Interview: Is the International Criminal Court Losing Its Grip?
The ICC has been part of the international infrastructure since beginning operation in 2002. Russia, never a full member, has recently indicated that it is formally withdrawing its signature from the founding statute of the ICC. Three full members – Burundi, Gambia and Namibia have stated that they are considering rescinding their memberships.
Barrister Toby Cadman, an International law specialist in the field of war crimes, human rights, terrorism and extradition and Jack Rice, a criminal defense trial lawyer in St Paul, Minnesota and former CIA officer join this program and share their valuable insight into the workings of the ICC.
Toby Cadman depicts the ICC as being the first international court mandated to deal with international crimes, war crimes, genocide, and crimes against humanity. But, as Toby points out, it operates in a limited way as it only has power on the territories of those countries which ratified the statutes, and only deals with cases that have been referred to it by the U.N. Security Council. Syria, for example would thus fall outside of its jurisdiction.
Jack Rice points out that the ICC has not really been involved with challenging sovereignty, as it was designed to run alongside existing laws within countries. If individuals or groups cannot be prosecuted within their own countries, then and only then does the ICC step in. The fact that Russia, the US, China and India never became full members meant that the ICC has never become a world force, thus its jurisdiction and real power is severely limited.
Thus the ICC has problems implementing its rulings, which is one reason why only two people have been convicted in the fourteen years of the court’s existence. Toby Cadman points out the example of the President of Sudan who was indicted but has not been brought to justice because the ICC doesn’t have a global police force, and the ICC doesn’t have an enforcement mechanism. As Jack points out; the question is: who goes after him?
The ICC does not come cheap; the budget for 2015 alone was some $152 million. Toby Cadman points out that this is not a huge amount of money in terms of what they are being asked to do. In fact, Toby says, the ICC is limited by a lack of investigators to go out into the field because of lack of funding.
Host John Harrison suggests that the whole philosophy behind the ICC is perhaps inappropriate. He suggests that the ICC is biased, and a continuation of the idea of international transitional justice, first used at the Nuremberg and Tokyo war crimes tribunals. One Indian judge who served on the Tokyo tribunal described the processes as being an imperialistic ‘victor’s charter’ where the Allies excluded themselves from all crimes. John Harrison also quoted Duncan McCargo, a professor in politics at the University of Leeds, who talks about the concept of transitional justice is rooted in an ideology of ‘legalism,’ which regards justice as superior to politics — as ‘somehow suprapolitical and even beyond criticism.’

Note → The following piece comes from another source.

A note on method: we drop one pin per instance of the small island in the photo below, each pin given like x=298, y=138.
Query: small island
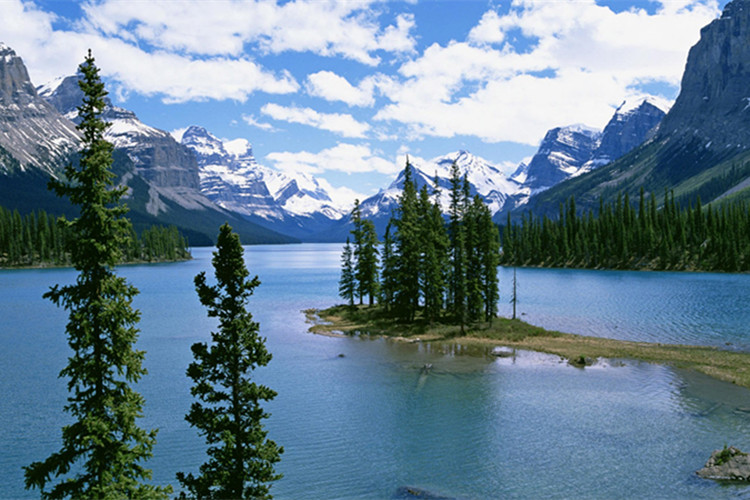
x=481, y=338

Toby Cadman dismissed both of these suggestions, saying that war crimes, genocide, crimes against humanity are political by their very nature. No international lawyer, Toby says, would disagree that the Nuremberg tribunals were political, and in most conflicts you have the winners prosecuting the losers, and it is never fair. But, Toby says, the reason why you have a permanent international court is to deal with these issues. The idea that it is a biased imperialistic court are completely unjustified, he says. Jack Rice says that there has to be an international body which points out that when a country or an individual goes beyond the line, it has to be called to justice. The main idea is to stop impunity Toby Cadman says.
When discussing Russia withdrawing its signature form the founding documents of the ICC, Toby says it is a bit like refusing to go to party which you haven’t been invited to, and that’s why this really is a non-issue. Jack Rice points out that because it is not a world force, any criticism of Russia is perhaps nonapplicable because the Americans have also faced the same sort of accusations which the Russians are facing. The Americans, Jack says are keeping quiet because they are not a member of the ICC either.
A clear verdict about the ICC was not reached, however the court does seem to be losing power in the international order today.